2018 : The House That Jack Built

Si la trilogie précédente traitait de la tristesse, ce film traite de la création comme un acte de destruction. Lars von Trier y livre une œuvre testamentaire, une sorte d’autoportrait déguisé en film de tueur en série, où il dialogue directement avec sa propre légende et ses critiques.
🎥 Synopsis : L’architecte du crime
États-Unis, années 70. Jack est un ingénieur brillant mais psychopathe, qui rêve d’être architecte. Le film suit son évolution à travers cinq incidents (ses « incidents » de chasse) qui jalonnent douze années de sa vie. Pour Jack, chaque meurtre est une œuvre d’art en soi. Alors qu’il tente de construire sa maison idéale avec les matériaux les plus improbables, il entretient une conversation philosophique avec un mystérieux interlocuteur nommé Verge, qui le guide peu à peu vers les profondeurs de l’enfer.

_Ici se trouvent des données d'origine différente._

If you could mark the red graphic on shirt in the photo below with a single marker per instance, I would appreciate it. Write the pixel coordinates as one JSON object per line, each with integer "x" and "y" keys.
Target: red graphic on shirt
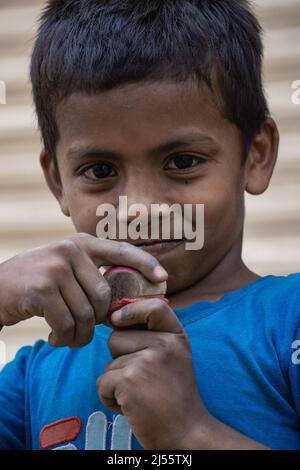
{"x": 64, "y": 430}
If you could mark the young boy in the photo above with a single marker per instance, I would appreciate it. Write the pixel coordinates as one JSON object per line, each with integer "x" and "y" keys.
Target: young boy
{"x": 161, "y": 102}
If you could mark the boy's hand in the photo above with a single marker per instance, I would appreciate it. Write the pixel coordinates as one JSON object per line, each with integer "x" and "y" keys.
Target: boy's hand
{"x": 151, "y": 378}
{"x": 62, "y": 283}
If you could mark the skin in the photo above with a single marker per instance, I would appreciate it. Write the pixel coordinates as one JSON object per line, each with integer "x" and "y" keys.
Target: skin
{"x": 131, "y": 120}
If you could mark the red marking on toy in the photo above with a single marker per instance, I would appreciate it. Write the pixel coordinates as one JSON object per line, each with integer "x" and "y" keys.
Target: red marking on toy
{"x": 60, "y": 431}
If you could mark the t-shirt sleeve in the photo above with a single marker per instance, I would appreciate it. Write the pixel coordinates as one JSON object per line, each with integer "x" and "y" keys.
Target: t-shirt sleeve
{"x": 12, "y": 402}
{"x": 294, "y": 369}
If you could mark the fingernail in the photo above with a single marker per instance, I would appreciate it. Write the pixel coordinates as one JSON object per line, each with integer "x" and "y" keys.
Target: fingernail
{"x": 160, "y": 273}
{"x": 116, "y": 316}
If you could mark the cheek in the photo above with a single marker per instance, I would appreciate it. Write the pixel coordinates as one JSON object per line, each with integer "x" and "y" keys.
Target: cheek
{"x": 83, "y": 212}
{"x": 224, "y": 209}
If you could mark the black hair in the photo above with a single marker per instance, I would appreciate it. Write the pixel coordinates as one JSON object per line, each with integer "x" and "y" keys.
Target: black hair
{"x": 95, "y": 45}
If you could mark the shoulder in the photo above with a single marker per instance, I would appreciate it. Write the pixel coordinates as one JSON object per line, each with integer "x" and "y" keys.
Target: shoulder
{"x": 278, "y": 301}
{"x": 283, "y": 291}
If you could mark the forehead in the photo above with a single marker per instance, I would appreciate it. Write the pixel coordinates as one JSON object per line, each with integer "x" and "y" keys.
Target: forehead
{"x": 139, "y": 112}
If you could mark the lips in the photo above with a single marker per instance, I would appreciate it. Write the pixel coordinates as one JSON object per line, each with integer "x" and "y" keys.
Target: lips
{"x": 159, "y": 246}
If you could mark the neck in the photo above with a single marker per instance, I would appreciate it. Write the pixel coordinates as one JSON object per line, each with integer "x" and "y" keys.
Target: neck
{"x": 229, "y": 274}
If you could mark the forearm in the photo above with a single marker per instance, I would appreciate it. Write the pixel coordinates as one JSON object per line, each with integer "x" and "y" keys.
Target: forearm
{"x": 212, "y": 434}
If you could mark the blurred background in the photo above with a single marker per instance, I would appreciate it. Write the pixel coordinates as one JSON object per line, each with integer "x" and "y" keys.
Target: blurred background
{"x": 30, "y": 216}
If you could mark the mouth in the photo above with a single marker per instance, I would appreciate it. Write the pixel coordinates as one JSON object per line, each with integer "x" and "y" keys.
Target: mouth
{"x": 159, "y": 246}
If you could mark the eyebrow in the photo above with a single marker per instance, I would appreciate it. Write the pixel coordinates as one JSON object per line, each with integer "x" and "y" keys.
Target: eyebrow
{"x": 79, "y": 151}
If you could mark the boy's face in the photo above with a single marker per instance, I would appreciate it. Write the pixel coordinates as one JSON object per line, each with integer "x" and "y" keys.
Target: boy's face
{"x": 128, "y": 124}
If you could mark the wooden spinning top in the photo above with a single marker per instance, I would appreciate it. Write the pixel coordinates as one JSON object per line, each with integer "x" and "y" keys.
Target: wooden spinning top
{"x": 129, "y": 285}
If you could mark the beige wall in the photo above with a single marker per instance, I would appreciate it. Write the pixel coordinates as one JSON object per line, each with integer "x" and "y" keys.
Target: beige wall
{"x": 29, "y": 215}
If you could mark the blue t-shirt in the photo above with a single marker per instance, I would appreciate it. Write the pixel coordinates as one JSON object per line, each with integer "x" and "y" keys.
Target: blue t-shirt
{"x": 245, "y": 357}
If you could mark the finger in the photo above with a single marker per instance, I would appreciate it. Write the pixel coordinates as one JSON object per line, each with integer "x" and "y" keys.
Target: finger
{"x": 106, "y": 387}
{"x": 106, "y": 252}
{"x": 155, "y": 313}
{"x": 126, "y": 342}
{"x": 81, "y": 310}
{"x": 60, "y": 320}
{"x": 93, "y": 284}
{"x": 122, "y": 361}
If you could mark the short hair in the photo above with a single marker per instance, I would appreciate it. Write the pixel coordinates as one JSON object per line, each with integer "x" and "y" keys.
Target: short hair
{"x": 95, "y": 45}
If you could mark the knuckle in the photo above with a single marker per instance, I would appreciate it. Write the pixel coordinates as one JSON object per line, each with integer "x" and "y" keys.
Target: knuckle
{"x": 57, "y": 268}
{"x": 149, "y": 356}
{"x": 130, "y": 375}
{"x": 67, "y": 327}
{"x": 158, "y": 305}
{"x": 40, "y": 289}
{"x": 66, "y": 247}
{"x": 168, "y": 345}
{"x": 85, "y": 314}
{"x": 113, "y": 340}
{"x": 102, "y": 292}
{"x": 123, "y": 248}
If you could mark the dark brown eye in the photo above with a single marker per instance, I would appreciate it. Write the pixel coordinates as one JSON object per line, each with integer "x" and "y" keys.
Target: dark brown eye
{"x": 98, "y": 171}
{"x": 184, "y": 162}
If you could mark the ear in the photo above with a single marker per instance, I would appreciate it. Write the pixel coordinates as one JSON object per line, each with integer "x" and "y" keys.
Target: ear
{"x": 52, "y": 176}
{"x": 262, "y": 158}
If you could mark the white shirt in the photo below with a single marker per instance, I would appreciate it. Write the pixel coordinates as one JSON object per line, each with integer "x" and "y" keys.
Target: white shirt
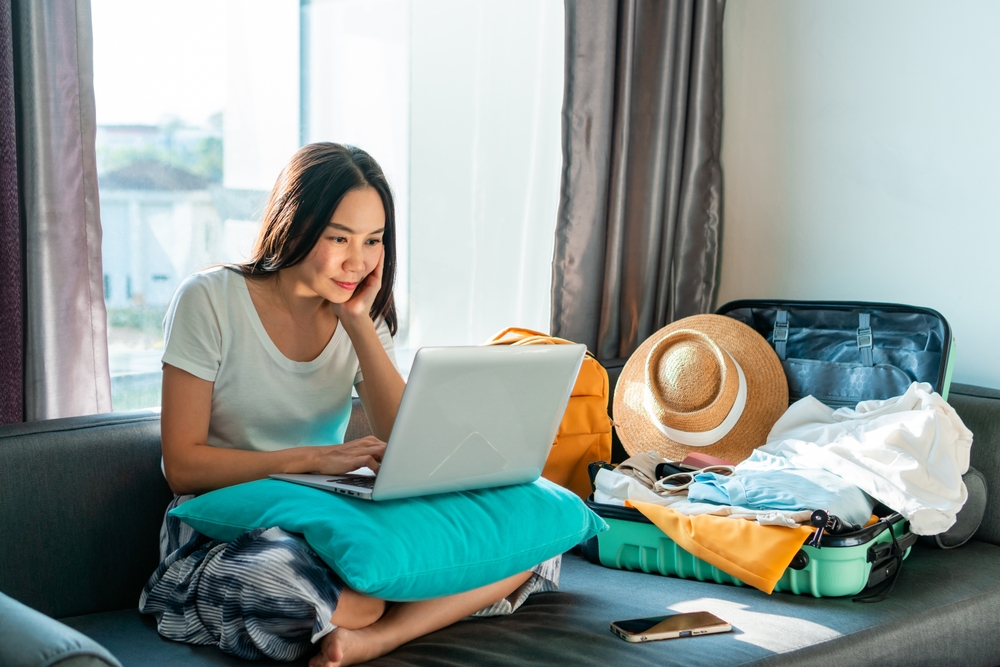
{"x": 261, "y": 400}
{"x": 909, "y": 452}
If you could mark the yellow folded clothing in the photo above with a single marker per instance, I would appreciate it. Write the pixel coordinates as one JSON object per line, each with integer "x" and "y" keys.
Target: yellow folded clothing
{"x": 756, "y": 555}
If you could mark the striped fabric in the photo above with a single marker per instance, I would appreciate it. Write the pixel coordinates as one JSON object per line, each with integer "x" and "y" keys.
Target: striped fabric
{"x": 266, "y": 594}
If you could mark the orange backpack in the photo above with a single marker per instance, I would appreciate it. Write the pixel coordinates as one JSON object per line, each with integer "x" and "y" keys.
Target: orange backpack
{"x": 585, "y": 432}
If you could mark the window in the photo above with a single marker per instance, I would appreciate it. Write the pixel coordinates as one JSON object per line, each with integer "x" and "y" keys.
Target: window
{"x": 200, "y": 104}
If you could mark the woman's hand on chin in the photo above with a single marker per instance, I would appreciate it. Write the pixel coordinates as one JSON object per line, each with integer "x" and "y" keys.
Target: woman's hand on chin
{"x": 339, "y": 459}
{"x": 358, "y": 307}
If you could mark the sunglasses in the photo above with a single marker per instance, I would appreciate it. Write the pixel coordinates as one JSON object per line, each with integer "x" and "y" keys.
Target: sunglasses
{"x": 680, "y": 481}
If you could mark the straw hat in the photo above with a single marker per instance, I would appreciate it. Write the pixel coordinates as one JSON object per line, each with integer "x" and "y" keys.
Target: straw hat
{"x": 706, "y": 383}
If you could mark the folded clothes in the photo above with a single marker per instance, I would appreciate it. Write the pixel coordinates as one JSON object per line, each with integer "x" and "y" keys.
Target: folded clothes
{"x": 756, "y": 555}
{"x": 784, "y": 490}
{"x": 614, "y": 488}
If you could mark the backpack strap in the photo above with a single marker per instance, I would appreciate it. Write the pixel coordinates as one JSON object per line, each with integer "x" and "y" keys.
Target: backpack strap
{"x": 865, "y": 339}
{"x": 780, "y": 337}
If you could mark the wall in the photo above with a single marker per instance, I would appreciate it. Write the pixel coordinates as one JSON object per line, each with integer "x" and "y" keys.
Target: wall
{"x": 860, "y": 152}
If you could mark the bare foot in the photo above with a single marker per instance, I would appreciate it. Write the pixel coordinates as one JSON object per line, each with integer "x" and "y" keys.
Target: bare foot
{"x": 344, "y": 647}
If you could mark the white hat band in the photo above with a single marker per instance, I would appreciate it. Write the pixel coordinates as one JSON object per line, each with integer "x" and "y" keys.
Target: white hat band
{"x": 704, "y": 438}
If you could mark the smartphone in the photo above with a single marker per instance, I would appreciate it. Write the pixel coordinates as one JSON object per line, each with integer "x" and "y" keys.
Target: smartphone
{"x": 651, "y": 629}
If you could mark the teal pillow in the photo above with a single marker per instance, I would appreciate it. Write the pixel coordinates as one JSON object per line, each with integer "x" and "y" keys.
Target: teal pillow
{"x": 410, "y": 549}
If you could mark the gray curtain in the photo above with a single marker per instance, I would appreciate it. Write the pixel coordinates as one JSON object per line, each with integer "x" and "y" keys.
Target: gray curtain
{"x": 66, "y": 350}
{"x": 637, "y": 237}
{"x": 11, "y": 294}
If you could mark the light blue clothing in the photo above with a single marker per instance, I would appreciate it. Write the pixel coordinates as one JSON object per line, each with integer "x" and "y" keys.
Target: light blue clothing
{"x": 786, "y": 490}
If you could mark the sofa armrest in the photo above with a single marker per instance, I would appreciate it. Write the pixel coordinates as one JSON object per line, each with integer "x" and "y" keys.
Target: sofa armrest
{"x": 29, "y": 638}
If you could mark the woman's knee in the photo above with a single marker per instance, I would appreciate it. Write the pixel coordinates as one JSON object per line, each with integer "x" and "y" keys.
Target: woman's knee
{"x": 355, "y": 610}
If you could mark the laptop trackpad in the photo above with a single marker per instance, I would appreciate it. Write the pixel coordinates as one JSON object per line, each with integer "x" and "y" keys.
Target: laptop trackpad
{"x": 473, "y": 457}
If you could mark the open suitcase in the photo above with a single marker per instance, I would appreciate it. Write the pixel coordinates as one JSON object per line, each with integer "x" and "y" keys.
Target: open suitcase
{"x": 841, "y": 353}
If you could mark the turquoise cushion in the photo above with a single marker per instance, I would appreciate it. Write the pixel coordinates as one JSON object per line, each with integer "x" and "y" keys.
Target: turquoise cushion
{"x": 411, "y": 549}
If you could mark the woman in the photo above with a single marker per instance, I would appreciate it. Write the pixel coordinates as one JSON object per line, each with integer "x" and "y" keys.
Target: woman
{"x": 258, "y": 364}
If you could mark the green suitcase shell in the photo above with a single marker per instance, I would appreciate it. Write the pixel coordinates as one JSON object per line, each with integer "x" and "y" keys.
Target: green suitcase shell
{"x": 842, "y": 565}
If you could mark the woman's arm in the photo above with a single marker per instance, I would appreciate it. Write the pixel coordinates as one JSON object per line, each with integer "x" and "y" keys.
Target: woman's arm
{"x": 193, "y": 466}
{"x": 382, "y": 388}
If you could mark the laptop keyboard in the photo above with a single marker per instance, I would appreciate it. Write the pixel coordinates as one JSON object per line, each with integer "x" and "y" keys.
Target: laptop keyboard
{"x": 364, "y": 481}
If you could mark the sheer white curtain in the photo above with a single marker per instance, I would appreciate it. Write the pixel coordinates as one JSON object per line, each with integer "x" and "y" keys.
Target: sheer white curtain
{"x": 460, "y": 100}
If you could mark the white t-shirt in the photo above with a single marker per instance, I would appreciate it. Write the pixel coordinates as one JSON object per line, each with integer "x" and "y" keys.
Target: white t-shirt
{"x": 261, "y": 399}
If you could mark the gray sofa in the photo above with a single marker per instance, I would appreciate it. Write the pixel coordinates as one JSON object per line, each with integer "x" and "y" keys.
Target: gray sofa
{"x": 81, "y": 501}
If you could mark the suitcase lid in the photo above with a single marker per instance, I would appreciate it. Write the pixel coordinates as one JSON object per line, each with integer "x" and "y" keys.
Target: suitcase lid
{"x": 844, "y": 352}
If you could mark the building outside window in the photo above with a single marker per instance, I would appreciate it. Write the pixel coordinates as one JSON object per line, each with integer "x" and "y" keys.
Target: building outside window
{"x": 201, "y": 102}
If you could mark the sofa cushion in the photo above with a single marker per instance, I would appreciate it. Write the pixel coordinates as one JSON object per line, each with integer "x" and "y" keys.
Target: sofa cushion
{"x": 942, "y": 611}
{"x": 407, "y": 549}
{"x": 29, "y": 638}
{"x": 83, "y": 499}
{"x": 979, "y": 408}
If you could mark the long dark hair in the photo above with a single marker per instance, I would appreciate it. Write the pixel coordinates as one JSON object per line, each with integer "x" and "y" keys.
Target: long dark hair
{"x": 301, "y": 204}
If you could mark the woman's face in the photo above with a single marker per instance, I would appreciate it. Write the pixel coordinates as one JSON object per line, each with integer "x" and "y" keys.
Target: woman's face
{"x": 347, "y": 251}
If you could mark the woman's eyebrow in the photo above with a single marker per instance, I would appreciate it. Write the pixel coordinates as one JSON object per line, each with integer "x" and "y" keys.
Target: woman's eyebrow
{"x": 344, "y": 228}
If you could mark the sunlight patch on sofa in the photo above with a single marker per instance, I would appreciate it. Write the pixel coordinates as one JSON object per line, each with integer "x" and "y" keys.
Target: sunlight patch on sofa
{"x": 772, "y": 632}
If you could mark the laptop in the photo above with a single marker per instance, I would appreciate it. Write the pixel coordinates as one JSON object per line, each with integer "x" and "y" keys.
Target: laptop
{"x": 470, "y": 418}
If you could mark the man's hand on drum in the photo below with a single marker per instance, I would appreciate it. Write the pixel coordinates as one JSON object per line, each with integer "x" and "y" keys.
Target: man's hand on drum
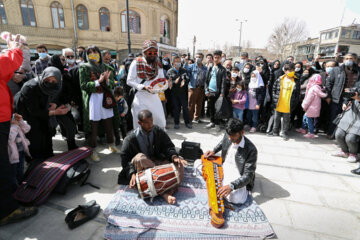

Réalisation : Lars von Trier.
Musique : Fame de David Bowie, et le Partita No. 2 en ut mineur de Bach (interprété par Glenn Gould).
Thématique : L’art comme justification de l’atrocité, le narcissisme, la décomposition et la descente aux enfers.
Objectif : Analyser comment Von Trier utilise l’iconographie de l’histoire de l’art pour théoriser sa propre filmographie.
1. La composition iconographique : L’art du cadavre
Le film est une galerie de références artistiques. Jack ne se contente pas de tuer ; il compose des natures mortes avec ses victimes (souvent filmées avec une précision chirurgicale). La référence la plus frappante est la reconstitution vivante de La Barque de Dante d’Eugène Delacroix à la fin du film. Von Trier utilise cette composition visuelle pour placer Jack (et lui-même) dans la lignée des grands créateurs tourmentés, explorant la beauté jusque dans l’horreur la plus absolue.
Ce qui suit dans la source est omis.